On sait que la pandémie de Covid a poussé Fairphone à reporter de quelques semaines le lancement du Fairphone 4. En plus des pénuries, l'entreprise a peut-être rencontré des difficultés dans le développement du produit, par exemple dans des échanges avec des partenaires. Ça pourrait expliquer la piètre qualité de l'application Appareil photo, mal traduite ("Les gens"), qui propose des modes farfelus (action, Bougie, PLAGE…), mais plus de mode portrait !

La bonne nouvelle, c'est que Fairphone a pris acte au mois de novembre 2021, sur la page d'aide consacrée à l'appareil photo du Fairphone 4, de certains de ces problèmes. L'entreprise assure que le matériel peut produire de super photos et vidéos, et s'est engagée à optimiser le logiciel. Elle invite ses clients à surveiller les mises à jour, sans toutefois communiquer de délai.

Logiciel

À propos de logiciel, on retrouve de nouveau un Android 11 presque totalement "stock". Ça vaut mieux, quand on voit la piètre qualité de l'application Appareil photo ainsi que celle de l'autre application maison, My Fairphone. La traduction indigne ("Next" traduit "Prochain", "Communauté" traduit "Les gens"…) et le "traqueur de CO2", dont le formulaire n'a pas été traduit, qui compte les mêmes émissions pour un cordon d'alimentation et un ordinateur, rappellent s'il le fallait les ressources limitées de la PME. Outre ces deux applications, la seule intervention de Fairphone est un jeu de deux fonds d'écran, moins inspirés que les précédents.

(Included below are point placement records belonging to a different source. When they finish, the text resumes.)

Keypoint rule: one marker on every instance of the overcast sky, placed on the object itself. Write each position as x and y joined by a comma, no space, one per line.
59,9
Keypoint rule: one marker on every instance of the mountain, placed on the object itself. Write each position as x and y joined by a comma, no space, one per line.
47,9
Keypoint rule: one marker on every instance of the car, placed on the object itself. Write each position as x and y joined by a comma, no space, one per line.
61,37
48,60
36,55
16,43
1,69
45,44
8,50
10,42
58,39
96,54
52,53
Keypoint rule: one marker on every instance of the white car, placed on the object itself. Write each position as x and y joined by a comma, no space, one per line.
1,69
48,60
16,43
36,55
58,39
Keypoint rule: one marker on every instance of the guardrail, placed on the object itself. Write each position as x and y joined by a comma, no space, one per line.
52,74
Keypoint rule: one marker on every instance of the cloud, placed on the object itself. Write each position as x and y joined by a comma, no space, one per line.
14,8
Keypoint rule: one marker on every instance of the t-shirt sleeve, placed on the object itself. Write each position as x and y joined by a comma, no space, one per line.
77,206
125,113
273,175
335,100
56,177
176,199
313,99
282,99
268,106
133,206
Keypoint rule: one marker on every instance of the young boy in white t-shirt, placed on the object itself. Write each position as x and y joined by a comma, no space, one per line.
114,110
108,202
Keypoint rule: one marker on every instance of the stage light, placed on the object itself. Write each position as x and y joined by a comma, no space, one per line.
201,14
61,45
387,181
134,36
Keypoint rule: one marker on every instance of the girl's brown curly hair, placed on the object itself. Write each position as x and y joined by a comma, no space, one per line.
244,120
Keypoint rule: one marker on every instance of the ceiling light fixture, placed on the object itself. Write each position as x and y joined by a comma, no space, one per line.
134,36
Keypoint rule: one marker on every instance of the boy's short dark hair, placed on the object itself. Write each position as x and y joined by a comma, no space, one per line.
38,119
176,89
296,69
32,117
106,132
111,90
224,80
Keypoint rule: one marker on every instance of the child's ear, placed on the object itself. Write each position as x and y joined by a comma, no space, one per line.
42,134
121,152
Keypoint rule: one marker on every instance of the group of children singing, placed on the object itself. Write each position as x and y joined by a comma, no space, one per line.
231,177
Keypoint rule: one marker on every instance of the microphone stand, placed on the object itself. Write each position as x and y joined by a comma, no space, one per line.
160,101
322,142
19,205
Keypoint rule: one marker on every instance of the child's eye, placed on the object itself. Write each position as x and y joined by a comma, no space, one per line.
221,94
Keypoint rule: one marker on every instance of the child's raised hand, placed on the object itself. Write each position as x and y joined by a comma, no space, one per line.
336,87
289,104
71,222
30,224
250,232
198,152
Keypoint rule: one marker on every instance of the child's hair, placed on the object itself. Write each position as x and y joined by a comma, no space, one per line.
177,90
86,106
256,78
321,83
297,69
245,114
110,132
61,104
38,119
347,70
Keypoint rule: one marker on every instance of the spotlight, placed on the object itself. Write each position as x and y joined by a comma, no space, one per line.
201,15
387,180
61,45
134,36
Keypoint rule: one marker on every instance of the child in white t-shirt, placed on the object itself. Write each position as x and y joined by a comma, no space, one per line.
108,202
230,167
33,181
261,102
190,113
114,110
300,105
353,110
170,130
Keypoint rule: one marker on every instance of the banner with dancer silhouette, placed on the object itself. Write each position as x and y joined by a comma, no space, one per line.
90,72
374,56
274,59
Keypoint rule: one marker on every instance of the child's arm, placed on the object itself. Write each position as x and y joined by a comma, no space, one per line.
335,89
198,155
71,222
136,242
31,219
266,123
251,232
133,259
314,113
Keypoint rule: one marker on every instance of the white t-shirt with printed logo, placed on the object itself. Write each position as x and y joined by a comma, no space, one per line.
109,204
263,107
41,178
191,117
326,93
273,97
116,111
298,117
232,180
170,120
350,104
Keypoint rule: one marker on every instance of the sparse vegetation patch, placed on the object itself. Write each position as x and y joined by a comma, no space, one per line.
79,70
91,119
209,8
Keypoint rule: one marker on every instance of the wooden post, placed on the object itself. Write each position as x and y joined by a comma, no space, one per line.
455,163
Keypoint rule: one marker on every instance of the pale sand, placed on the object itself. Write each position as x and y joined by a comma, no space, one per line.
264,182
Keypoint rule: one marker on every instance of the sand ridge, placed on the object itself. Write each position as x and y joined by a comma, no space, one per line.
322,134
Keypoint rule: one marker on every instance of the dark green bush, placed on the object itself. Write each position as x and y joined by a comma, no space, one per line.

En outre, certains (petits) défauts que nous avions déjà relevés précédemment n'ont toujours pas été corrigés, ou, pire, sont de retour : on retrouve ainsi les sons de notification datés d'Android 2.x, dont l'irritant "Pixie Dust" configuré par défaut. Le sélecteur de fond d'écran animé ne proposant aucun fond d'écran animé, qui avait pourtant été retiré du Fairphone 3+, est de retour. Et l'insertion d'une carte SIM Sosh ou Prixtel déclenche toujours l'installation automatique de toute une panoplie d'applications Orange, d'autant plus inutiles pour les clients de ces deux opérateurs.

On pardonnera néanmoins à Fairphone ces petits problèmes de finition, compte tenu des investissements passés et des engagements futurs de l'entreprise pour la longévité du support logiciel. Pour le Fairphone 4, elle garantit en effet un suivi logiciel jusqu'en 2025, comprenant les mises à jour vers Android 12 et 13, avec pour objectif de l'étendre jusqu'à fin 2027, avec Android 14 et 15, ceci malgré l'expiration du support du fournisseur de la puce, Qualcomm. Et Fairphone fait preuve d'ouverture, en proposant des firmwares open source et "dégooglisés" pour ses smartphones : Fairphone Open OS et LineageOS pour le Fairphone 2, /e/ pour les Fairphone 3.

Batterie

Parlons enfin de l'autonomie du Fairphone 4. Avec sa batterie de 15 Wh, l'appareil tient 11 h 30 sur notre protocole de test SmartViser, ce qui le place dans la bonne moyenne. En pratique, il assure une journée entière d'utilisation entre deux recharges nocturnes.

Il n'offre pas la recharge sans fil, mais il offre une recharge rapide à 20 W en pointe. Il passe ainsi de 0 à 50 % en 35 minutes, de 0 à 80 % en 65 minutes, et de 0 à 100 % en 120 minutes.

Surtout, en cas d'utilisation très intensive, c'est le seul smartphone du marché dont on peut échanger la batterie en une minute, pour doubler facilement son autonomie. Une batterie supplémentaire coûte 30 euros.

Prix et disponibilité

Le Fairphone 4 est disponible depuis le 25 octobre 2021. Il est décliné en deux versions :

Il est vendu exclusivement sur le site de Fairphone et chez Orange ou chez Sosh (débloqué). Contrairement au Fairphone 3, il n'est pas (encore) disponible chez SFR ou chez certains revendeurs comme Boulanger, Darty ou Fnac. On vous déconseille en tout cas de l'acheter plus cher sur Amazon.

Rappelons qu'il est livré sans chargeur. Si vous n'avez pas déjà de chargeur USB-C, Fairphone vend un chargeur en plastique recyclé avec un port USB-C 30 W et un port USB-A 18 W pour 25 euros, et un câble renforcé USB-C vers USB-C avec adaptateur USB-A pour 20 euros.